Wednesday 4 June 2014

Windows of vulnerability

Sad to see Jester's Trek stopping. It was an interesting perspective on many things EVE, and I think it contributed to the idea that blogging about EVE is a thing, and hence the start of this blog. Not that I write much here, but still. So I will try something other than a list of things that I did recently, since that wasn't much. It will probably sound much less coherent than it does in my head, but here goes.

Some of the, lets say, discussion around griefing and ganking and such made me think about how the mechanics actually balance that. And I realized that one thing about EVE in this respect is that for all the talk that it is primarily a PvP game all the risk versus reward balancing present takes into account what I really want to call tangible reward.
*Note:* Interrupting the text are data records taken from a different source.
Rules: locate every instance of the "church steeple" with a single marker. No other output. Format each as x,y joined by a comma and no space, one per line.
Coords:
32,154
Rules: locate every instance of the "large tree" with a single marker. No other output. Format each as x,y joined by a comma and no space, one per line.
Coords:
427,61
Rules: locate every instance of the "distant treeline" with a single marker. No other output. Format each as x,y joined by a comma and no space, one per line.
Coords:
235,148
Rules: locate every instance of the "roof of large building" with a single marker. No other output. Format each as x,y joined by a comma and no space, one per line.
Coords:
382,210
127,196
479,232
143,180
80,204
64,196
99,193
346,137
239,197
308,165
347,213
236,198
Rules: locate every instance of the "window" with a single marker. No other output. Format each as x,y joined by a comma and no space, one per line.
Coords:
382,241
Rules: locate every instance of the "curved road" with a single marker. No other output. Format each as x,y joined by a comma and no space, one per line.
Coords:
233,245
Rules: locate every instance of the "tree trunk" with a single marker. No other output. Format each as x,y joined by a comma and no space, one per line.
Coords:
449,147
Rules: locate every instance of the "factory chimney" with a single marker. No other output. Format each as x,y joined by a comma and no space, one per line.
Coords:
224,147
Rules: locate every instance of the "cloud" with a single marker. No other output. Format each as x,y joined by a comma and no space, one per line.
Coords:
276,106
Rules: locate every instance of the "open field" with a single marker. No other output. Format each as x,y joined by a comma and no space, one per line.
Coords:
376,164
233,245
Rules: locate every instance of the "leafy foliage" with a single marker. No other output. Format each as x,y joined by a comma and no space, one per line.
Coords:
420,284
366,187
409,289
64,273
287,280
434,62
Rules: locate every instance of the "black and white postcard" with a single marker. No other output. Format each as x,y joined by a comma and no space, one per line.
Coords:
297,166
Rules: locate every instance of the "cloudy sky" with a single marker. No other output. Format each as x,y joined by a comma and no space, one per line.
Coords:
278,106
Except ISK is of course not tangible even in universe. I mean ISK, minerals and loot of all kinds, as opposed to killmails, "tears" and the like.

Most anything that gives in-game rewards requires risk. Which is fine, but the problem is, the older the thing is, the more it shows the early timesink design reminiscent of most other MMOs. And that is the worst kind of risk, since there is relatively little a player can to do deal with it, and even if one can effectively survive, the reward is usually lost even if an attempt to attack failed.

Mining and missions being the worst offenders, since they require hanging in space in mostly defenseless and slowly warping ships for long stretches of time. Hauling requiting moving in a defenseless ship through easily camped chokepoints.

Exploration, since it was added later, at least shrinks the window of vulnerability by allowing the explorer to be cloaked most of the time. On the other hand since Odyssey the minigame exists to distract from local and dscan, making the window narrower, but increasing the scope of the vulnerability. Of the most recent, both security tags and I'm assuming similar newly added in Kronos Mordu's Legion belt rats are small, simple encounter that can be completed in a reasonably fast combat ship in a few minutes.

This clearly shows that CCP is aware that the timesink design is a problem and is moving away from it. But unfortunately it seems that can't and/or won't actually remove the already present elements of that. Which is understandable since the reaction would likely be loud and negative, and rebalancing all that content around non-timesink design would require effort CCP probably wants to spend on new things.

What the timesink design does, other that creating an obvious, but boring, path for new players, is empower the gankers, since around any popular mission or mining hub they can find at basically any time a large number of targets just sitting in space. The same goes for highsec wardec corps, if the dec a PvE/mining corp, their targets either have to hang in space vulnerable or effectively stop playing the game the way they want to.

The gankers or wardec corps are vulnerable only for the few minutes, if that, it takes to undock, land on grid and destroy the ships of the targeted players. There is no effective way to retaliate, or even stop them, since if they see a prepositioned defense force that could actually do anything, they can simply choose to attack elsewhere. And their window of vulnerability is so small than no force can arrive in time to do anything. Certainly in the case of suicide gankers, where even the infinite DPS of Concord showing in thirty seconds or less is too late.

And it is largely the same in lowsec and nullsec, certainly below capital level or timer fights. As evidenced by the many stories of roams that roamed for hours without finding anyone to fight, there is nothing pinning a PvPer in place to make a fight possible. Even the most stationary of gatecamps can just scatter or log off with fifteen seconds of warning and the reform immediately once the threat leaves.

What I feel the fighting system in EVE could really use is some slowing down. The level of DPS and repair per second compared to typical buffers barely makes sense in typical fantasy MMO, with humanlike beings and healing magic, but with giant piles of advanced composites that form spaceships it just feels silly. What I would like is greatly reducing DPS while making a ship ineligible for any kind of local or remote repair for a time after receiving damage, combined with some sort of stacking penalty for damage. This would make smaller groups punching up more viable, move logistics to their place outside the direct battlefield and decrease the importance of alpha and absolute focus fire. It would also extend the vulnerability window for small engagements.

Unfortunately this is not ever going to happen even if most everyone agreed this is a good idea, since it would require rebalancing every ship, most modules, basically all PvE… and it took six months each for CCP to balance a class of ships. And people hate change in general. Which is another reason why CCP prefers to pile on new things rather than to fix existing ones unless they are severely broken. Unfortunately, that can only continue for so long.